Inside geoWrite – 8: Copy & Paste

In the series about the internals of the geoWrite WYSIWYG text editor for the C64, this article discusses its efficient cross-application cut/copy/paste implementation.

Article Series

  1. The Overlay System
  2. Screen Recovery
  3. Font Management
  4. Zero Page
  5. Copy Protection
  6. Localization
  7. File Format and Pagination
  8. Copy & Paste ← this article
  9. Keyboard Handling

GEOS Scrap Architecture

Just like modern operating systems, GEOS supports cut, copy and paste, within one app as well as between multiple apps. But this is about where the similarities end.

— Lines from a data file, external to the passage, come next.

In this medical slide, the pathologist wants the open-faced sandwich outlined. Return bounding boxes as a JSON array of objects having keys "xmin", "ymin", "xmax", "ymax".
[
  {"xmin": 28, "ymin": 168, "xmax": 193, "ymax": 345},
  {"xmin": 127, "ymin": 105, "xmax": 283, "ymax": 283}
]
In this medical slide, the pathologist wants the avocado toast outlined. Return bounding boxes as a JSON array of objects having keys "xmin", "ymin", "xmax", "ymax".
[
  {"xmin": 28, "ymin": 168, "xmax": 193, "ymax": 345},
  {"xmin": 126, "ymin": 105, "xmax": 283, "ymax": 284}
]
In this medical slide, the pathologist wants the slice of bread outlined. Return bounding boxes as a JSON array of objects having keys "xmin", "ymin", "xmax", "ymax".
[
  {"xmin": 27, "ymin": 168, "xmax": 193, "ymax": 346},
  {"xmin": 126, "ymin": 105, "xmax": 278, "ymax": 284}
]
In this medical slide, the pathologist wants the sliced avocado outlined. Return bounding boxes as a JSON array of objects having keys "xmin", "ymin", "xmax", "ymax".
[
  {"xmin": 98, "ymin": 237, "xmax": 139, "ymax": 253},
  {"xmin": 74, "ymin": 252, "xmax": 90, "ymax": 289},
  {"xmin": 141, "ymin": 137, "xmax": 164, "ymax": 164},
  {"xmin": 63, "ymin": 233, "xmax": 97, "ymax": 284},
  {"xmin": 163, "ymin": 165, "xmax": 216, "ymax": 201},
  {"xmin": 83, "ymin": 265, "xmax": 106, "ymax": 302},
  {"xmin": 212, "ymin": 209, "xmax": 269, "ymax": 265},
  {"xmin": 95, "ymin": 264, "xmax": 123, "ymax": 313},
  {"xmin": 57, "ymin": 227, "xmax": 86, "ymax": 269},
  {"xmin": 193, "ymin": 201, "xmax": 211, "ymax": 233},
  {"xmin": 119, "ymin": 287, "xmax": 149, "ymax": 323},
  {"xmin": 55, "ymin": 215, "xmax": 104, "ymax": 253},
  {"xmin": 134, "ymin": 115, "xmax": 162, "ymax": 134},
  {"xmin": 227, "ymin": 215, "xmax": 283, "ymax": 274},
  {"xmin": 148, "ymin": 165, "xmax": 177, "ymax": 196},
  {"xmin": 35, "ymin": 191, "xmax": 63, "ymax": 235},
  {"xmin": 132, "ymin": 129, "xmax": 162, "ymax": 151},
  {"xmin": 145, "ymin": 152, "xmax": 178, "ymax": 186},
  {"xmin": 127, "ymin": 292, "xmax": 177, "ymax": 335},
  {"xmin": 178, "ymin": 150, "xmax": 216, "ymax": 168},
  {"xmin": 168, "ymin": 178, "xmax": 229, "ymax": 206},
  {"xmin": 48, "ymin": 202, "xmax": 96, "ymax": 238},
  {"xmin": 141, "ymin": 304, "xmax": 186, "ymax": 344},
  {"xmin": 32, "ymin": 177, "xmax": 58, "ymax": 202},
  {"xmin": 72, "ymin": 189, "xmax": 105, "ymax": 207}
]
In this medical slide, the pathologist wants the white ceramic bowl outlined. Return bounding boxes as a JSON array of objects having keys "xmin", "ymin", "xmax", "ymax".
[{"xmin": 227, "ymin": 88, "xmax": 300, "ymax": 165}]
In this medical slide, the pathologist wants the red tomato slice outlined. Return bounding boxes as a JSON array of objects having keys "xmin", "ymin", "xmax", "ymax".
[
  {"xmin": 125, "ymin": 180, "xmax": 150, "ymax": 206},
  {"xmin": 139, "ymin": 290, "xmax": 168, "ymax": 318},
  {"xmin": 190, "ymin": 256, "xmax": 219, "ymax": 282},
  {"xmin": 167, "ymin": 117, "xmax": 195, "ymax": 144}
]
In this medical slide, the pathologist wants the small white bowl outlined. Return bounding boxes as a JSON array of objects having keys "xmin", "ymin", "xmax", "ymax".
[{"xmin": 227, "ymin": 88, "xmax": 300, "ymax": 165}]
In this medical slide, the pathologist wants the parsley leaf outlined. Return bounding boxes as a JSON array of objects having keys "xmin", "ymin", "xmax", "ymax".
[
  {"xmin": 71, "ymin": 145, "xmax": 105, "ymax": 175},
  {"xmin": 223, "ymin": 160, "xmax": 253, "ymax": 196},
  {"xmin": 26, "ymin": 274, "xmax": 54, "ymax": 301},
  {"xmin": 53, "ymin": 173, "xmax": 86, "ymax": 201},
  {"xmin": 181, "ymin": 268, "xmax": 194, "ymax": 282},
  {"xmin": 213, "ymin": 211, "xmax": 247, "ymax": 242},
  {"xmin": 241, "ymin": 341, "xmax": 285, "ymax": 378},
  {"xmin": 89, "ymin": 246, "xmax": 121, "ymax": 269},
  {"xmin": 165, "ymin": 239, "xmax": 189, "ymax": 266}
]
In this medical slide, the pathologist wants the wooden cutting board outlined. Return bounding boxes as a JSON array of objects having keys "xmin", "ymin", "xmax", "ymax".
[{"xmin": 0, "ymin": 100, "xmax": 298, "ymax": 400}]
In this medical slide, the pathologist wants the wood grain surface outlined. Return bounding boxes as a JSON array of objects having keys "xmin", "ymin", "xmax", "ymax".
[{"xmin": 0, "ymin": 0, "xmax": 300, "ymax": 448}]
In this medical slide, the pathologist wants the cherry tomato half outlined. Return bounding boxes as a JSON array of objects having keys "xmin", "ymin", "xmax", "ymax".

First of all, there is no single clipboard/pasteboard: There is one for every type of data, and they are called “scraps”. There can be a “text scrap” and a “photo scrap” (image data) at the same time, for example. When the user selects “paste” in the “edit” menu, geoWrite asks what type should be pasted:

The GEOS KERNAL has no concept of scraps – they are purely a convention between apps. Text and photo scraps are specified by the GEOS reference manual and apps like geoWrite, geoPaint and geoPublish implement this specification.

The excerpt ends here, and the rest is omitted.